The use of statistics is common to almost all fields of inquiry—social and natural sciences, sports, business, education, library and information science, and even music and art. Its popularity is attributable at least in part to its applicability to any type of data. Statistical methods can be used for analyzing data based on natural laws, theories, or nothing in particular. If you can measure it, you can analyze it with statistics. If you’re creative enough, you can even analyze things you can’t measure very well.

So why do your advisors want you to take statistics? Here are a few of the reasons.
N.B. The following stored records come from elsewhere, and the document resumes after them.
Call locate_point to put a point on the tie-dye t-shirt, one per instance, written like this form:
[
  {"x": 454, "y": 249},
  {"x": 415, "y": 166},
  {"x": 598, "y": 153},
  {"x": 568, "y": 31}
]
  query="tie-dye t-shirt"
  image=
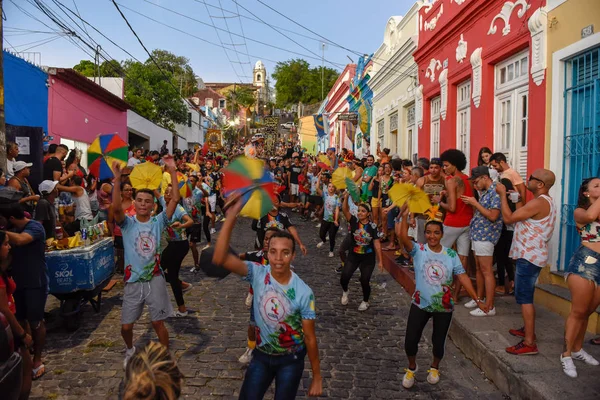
[
  {"x": 434, "y": 274},
  {"x": 279, "y": 310},
  {"x": 141, "y": 243},
  {"x": 363, "y": 236}
]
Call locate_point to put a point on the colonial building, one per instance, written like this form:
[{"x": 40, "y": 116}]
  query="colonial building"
[
  {"x": 394, "y": 83},
  {"x": 481, "y": 70}
]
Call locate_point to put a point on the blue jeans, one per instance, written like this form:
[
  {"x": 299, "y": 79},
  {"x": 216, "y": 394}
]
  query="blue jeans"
[
  {"x": 526, "y": 275},
  {"x": 287, "y": 371}
]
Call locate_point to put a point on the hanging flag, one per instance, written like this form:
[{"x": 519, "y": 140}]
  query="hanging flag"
[{"x": 319, "y": 125}]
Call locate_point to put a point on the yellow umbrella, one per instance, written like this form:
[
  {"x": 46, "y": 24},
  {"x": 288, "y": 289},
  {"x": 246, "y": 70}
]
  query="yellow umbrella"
[
  {"x": 418, "y": 201},
  {"x": 193, "y": 167},
  {"x": 146, "y": 176},
  {"x": 338, "y": 178}
]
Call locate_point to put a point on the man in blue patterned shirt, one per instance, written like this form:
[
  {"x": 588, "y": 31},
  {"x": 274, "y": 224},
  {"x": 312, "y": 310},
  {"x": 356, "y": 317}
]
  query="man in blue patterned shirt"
[{"x": 486, "y": 228}]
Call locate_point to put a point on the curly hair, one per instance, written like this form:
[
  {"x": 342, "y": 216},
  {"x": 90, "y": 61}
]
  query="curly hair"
[
  {"x": 152, "y": 374},
  {"x": 455, "y": 157},
  {"x": 582, "y": 200}
]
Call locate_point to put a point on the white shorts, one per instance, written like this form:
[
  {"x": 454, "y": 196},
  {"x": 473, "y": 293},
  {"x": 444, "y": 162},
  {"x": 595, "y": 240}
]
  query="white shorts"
[
  {"x": 483, "y": 248},
  {"x": 460, "y": 236},
  {"x": 212, "y": 202},
  {"x": 294, "y": 189},
  {"x": 153, "y": 293}
]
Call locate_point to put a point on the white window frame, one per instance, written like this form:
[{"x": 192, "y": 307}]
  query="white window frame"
[
  {"x": 509, "y": 141},
  {"x": 463, "y": 119},
  {"x": 434, "y": 133}
]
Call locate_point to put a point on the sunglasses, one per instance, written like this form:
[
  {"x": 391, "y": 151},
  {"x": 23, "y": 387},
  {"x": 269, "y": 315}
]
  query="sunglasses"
[{"x": 533, "y": 178}]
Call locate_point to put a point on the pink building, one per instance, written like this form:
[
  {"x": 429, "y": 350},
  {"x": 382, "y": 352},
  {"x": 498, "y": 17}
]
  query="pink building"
[{"x": 79, "y": 110}]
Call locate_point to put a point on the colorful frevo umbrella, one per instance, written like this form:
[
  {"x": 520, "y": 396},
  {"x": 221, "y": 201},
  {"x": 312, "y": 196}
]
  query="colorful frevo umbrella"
[
  {"x": 353, "y": 189},
  {"x": 184, "y": 185},
  {"x": 338, "y": 178},
  {"x": 249, "y": 178},
  {"x": 418, "y": 201},
  {"x": 105, "y": 150},
  {"x": 146, "y": 176}
]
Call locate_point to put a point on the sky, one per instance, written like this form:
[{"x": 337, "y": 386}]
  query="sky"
[{"x": 194, "y": 24}]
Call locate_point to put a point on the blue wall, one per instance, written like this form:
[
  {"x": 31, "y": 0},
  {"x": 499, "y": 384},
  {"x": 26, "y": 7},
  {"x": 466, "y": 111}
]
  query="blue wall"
[{"x": 25, "y": 93}]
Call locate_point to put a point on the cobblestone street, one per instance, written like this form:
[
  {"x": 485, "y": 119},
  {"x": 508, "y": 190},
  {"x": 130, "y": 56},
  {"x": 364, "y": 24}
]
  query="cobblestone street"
[{"x": 362, "y": 353}]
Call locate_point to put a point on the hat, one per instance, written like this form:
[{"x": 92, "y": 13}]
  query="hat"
[
  {"x": 47, "y": 187},
  {"x": 482, "y": 170},
  {"x": 19, "y": 165}
]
  • Statistics provide a starting point and a course of action—If you’re in the natural sciences, you’ll probably have some basic principles, laws, or at least theories to start with in analyzing data. Even some of those were discovered or verified by statistical observation. If you’re in the social sciences, business, economics, or most other fields, though, you’re got little to go on besides statistics. Anecdotes aren’t worth much. Statistics gives you a place to start by having you focus on the population, so you know what to sample, and the phenomenon, so you know what to measure and how to measure it. Once you have laid this groundwork, statistics has you define alternative hypotheses to weigh and provide a variety of methods to analyze the data.
  • Statistics give you more ways to analyze data— Statistics is a colossal workshop with more tools than you could ever use in a career. Statistics allows you to describe, correlate, detect differences, group, separate, reorganize, identify, predict, smooth, and model. And it’s not just the variety of tools for doing different things, there are also many tools for doing the same thing in different ways. Want to find the center of a data distribution? You can use the arithmetic mean, the geometric mean, the harmonic mean, trimmed and winsorized means, weighted means, the median, the trimean, or the mode. Each has its own special use, like the variety of types of screwdrivers used by a mechanic. With a statistician’s toolbox, you can gain far more insight from your data than you might from any other type of analysis.
  • Statistics examine both accuracy and precision—Any marksman will tell you that it’s not enough to be able to hit a target. You have to be able to hit it where you aim and do it consistency. That’s accuracy and precision. Many analytical techniques focus on accuracy and forget all about precision. But variability, uncertainty, and risk don’t go away by just ignoring them. Statistics is all about understanding variability.
  • Statistics examine both trends and anomalies—Most forms of analysis focus on finding similarities and patterns in data. Statistics, in particular, can be used to find linear and nonlinear trends, cycles, steps, shocks, clusters, and many other types of groupings. What’s more, statistics can be used to identify and explore divergent or anomalous cases, which don’t fit general patterns. Sometimes it is these outliers rather than the trends that reveal the information most crucial in an analysis.
  • Statistics tells you how much information you need—In data analysis, more is not always better. It’s not unusual to have too much data to make sense of using only graphs and tables. Statistics provides a variety of ways to help you decide about how many samples you need to achieve a certain objective. Statistics provides ways to judge the quality of the data and compensate for misleading variability. Statistics can also tell you if your data are redundant, and if so, provide ways to reassemble the data more efficiently.
  • Statistics provide standardization— You can usually convince people who are reviewing your work that your data analysis is legitimate because it uses well-known, professionally accepted, statistical procedures. Likewise, it’s easier to use statistics as the basis for any standardized procedures you specify that others use because most people know some statistics. For example, Government regulations frequently require the use of statistics to report and analyze data sets, such as crime rates, pharmaceutical effectiveness, environmental impact, occupational safety, public health, and educational testing.

So you see, statistics has a lot to offer you, whether there is a strong theoretical basis to your field of practice or not. That’s why your advisers want you to learn about it.